Their combined dividend payout to shareholders rose by 10% to $551 million and their investment in growth assets such as new power plants was unchanged from the same period the previous year, at $497m.

Labour energy spokesperson Megan Woods questioned why Mercury was not reducing its power prices to reflect the wet weather and current abundance of hydro power that analyst Forsyth Barr has tipped will result in record full year profits for the gentailers.

The Electricity Authority (EA) announced its own probe into power prices earlier this week.

It stated that households faced about an 8% price rise on average ahead of winter, with most of those increases having come into effect at the start of the month “on top of last year’s 8% increase”.

Energy Minister Simeon Brown says he has made his expectations clear but the regulators are independent.
Energy Minister Simeon Brown says he has made his expectations clear but the regulators are independent.

Stats NZ reported last week that electricity prices had risen 12.5% over the year to the first three months of the year.

The Electricity Competition Taskforce, comprised of the EA and the Commerce Commission, appeared to separately turn up the heat on the sector this morning.

It said it was keeping a watching brief on barriers to competition and market power and that the two regulators could act either jointly or individually “where needed”.

Energy Minister Simeon Brown said he had met with the EA and the commission since his appointment to the energy portfolio earlier this month.

“My very clear expectation is that there’s a real focus on affordability and competition in our electricity sector.”

Asked whether he believed the meetings might have influenced the regulators’ actions, Brown reiterated he had made his expectations clear.

“As to what they do, they are independent. They make those decisions.”

Responding to Woods’ questions on pricing, Hamilton said distribution charges, which the gentailers don’t control, should start to come down over the next few years.

“Then if wholesale prices continue to fall, that will start to flow through in terms of the ultimate cost that consumers see — both industrial and household,” he said.

However, he subsequently clarified he was not forecasting an actual drop in Mercury’s retail prices.

“It is hard for me specifically to say what’s going to happen, based on what the weather’s going to do, that the situation New Zealand is going to be.

“Certainly, for us, a key focus is making sure we’re building power that’s resilient for New Zealand and affordable.”

Mercury smoothed out the highs and lows of wholesale electricity prices and its retail customers were shielded from those spiking to $800 a megawatt-hour in the winter of 2024, he also said in response to Woods’ query.

Hamilton was unable to immediately verify The Post’s calculations that it might only have to pay that price for about 1% of power it sold — principally from a 155MW diesel-fuelled plant owned by Contact Energy that operates as a last resort for the energy system and which kicked into action for 11 days during that year’s power crunch.

“It's not the full amount of electricity that we’re consuming, but the point was there was a period when wholesale prices were quite high,” he said.

Mercury normally generates all the electricity it needs from its own power plants.
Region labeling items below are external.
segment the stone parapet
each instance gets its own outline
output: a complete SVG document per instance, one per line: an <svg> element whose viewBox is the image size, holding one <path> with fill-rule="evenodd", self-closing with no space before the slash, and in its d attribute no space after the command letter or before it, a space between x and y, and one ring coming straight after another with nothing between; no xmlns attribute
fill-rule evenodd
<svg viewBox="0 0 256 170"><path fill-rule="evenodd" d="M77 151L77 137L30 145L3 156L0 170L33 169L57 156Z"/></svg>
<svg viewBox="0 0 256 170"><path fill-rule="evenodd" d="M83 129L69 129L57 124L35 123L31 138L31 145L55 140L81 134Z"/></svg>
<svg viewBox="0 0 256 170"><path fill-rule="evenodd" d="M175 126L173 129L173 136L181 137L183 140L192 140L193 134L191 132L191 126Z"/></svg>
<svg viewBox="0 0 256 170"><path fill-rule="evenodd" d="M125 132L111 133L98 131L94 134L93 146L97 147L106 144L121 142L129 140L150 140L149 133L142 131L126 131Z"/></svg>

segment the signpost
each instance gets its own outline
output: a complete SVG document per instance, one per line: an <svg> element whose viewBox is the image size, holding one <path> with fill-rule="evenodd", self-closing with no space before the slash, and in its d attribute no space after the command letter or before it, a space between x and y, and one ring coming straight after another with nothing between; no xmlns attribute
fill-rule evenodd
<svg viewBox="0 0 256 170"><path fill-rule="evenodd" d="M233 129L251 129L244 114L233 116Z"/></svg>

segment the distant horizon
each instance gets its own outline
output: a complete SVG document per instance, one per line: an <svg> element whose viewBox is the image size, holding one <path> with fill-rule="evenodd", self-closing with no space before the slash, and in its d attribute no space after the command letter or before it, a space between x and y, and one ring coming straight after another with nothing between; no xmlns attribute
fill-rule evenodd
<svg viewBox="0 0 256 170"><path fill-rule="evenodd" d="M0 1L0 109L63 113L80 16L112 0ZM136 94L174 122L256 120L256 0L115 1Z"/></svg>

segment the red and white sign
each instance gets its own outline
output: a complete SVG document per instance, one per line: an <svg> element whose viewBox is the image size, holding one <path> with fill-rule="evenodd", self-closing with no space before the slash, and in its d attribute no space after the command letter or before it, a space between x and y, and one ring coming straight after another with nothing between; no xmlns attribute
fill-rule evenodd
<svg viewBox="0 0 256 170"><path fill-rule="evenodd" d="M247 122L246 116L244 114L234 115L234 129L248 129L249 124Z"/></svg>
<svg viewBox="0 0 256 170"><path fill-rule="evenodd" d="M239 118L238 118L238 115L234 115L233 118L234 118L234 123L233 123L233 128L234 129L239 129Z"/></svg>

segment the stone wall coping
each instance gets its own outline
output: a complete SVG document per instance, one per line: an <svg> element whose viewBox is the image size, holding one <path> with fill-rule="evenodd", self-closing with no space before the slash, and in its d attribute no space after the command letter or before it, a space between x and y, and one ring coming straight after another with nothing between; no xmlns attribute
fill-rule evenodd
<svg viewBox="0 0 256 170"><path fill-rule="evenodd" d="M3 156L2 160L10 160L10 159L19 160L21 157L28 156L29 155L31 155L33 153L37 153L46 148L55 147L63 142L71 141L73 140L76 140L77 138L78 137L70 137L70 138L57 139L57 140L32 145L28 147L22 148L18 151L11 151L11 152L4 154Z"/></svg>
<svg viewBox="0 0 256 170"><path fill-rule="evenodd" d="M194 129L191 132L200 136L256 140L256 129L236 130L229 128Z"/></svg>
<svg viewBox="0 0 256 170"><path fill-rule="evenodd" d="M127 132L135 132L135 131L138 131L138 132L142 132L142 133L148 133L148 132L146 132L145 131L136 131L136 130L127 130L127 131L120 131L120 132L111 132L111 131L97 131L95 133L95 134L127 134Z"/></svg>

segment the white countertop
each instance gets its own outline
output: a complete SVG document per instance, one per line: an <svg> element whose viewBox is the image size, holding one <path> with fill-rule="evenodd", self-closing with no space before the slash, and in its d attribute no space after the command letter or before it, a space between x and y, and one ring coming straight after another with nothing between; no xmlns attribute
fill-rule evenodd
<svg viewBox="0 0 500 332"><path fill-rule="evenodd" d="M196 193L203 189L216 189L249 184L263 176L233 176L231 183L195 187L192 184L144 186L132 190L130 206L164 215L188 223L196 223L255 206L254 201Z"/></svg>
He was not immediately able to clarify what proportion it had to buy-in in 2024.

Responding to questions from Labour MP Tangi Utikere, Hamilton confirmed he had been paid just over $1.6m in the year to the end of June by the 51% state-owned firm, including a short-term performance bonus equivalent to 50% of his salary.

Chairperson Scott St John, whose own remuneration totalled $221,250, said the company’s remuneration was set out in “excruciating detail” in its annual report.
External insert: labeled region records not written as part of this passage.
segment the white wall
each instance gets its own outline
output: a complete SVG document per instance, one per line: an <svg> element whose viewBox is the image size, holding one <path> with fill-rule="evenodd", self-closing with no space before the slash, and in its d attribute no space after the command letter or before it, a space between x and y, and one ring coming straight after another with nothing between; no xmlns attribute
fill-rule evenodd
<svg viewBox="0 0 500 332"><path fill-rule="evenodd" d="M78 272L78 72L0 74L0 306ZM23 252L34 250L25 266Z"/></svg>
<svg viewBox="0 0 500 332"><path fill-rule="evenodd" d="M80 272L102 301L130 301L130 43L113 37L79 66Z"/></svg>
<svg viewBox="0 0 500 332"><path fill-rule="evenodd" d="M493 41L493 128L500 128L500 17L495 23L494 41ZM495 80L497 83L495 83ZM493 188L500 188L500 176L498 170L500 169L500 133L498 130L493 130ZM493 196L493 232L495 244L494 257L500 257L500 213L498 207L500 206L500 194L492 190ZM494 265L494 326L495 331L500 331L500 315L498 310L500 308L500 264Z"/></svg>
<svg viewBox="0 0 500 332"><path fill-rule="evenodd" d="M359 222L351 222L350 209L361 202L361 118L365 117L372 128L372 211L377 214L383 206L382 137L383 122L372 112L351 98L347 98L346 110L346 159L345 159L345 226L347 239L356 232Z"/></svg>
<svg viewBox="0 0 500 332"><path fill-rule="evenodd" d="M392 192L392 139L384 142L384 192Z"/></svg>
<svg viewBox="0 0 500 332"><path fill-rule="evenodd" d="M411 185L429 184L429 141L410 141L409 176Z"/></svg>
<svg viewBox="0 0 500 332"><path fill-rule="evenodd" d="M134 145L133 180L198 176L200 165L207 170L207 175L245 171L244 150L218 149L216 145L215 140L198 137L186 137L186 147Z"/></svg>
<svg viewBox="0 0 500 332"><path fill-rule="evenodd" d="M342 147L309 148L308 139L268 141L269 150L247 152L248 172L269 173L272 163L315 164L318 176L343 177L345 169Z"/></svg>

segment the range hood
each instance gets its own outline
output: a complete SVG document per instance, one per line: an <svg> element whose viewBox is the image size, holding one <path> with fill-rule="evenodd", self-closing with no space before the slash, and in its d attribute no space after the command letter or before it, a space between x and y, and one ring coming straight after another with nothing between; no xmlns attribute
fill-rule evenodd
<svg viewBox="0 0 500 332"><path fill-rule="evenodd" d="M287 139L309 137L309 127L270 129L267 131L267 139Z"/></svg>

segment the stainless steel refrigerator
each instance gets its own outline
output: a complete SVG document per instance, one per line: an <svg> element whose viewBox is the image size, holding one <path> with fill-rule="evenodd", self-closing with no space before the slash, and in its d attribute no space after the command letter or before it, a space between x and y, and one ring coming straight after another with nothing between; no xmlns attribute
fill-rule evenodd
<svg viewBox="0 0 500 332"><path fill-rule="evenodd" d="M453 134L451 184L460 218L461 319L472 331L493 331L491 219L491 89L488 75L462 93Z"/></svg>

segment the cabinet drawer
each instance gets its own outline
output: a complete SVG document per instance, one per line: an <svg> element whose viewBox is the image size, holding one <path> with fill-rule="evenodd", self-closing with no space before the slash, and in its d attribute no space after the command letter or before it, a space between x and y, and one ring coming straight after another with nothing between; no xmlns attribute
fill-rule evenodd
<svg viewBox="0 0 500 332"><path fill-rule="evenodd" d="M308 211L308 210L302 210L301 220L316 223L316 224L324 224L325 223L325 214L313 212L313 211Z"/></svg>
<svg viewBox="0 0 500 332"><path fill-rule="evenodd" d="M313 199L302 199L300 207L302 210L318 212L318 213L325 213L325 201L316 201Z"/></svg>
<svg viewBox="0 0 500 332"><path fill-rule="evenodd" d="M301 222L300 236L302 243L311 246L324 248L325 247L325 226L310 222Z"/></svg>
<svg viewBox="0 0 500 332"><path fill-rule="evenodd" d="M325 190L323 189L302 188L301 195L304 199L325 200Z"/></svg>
He subsequently clarified he was not suggesting he thought it was having to report that in too much detail. “I’m just making the point that it’s all there.”

In a potentially positive development for some consumers, Hamilton said Mercury would introduce time-of-use plans in the next “couple of months”.

“That creates more agency or control for customers to move their load to best manage the cost to their household,” he said.

Former energy minister Simon Watts announced in July last year that power firms would be required to offer such plans by the end of June.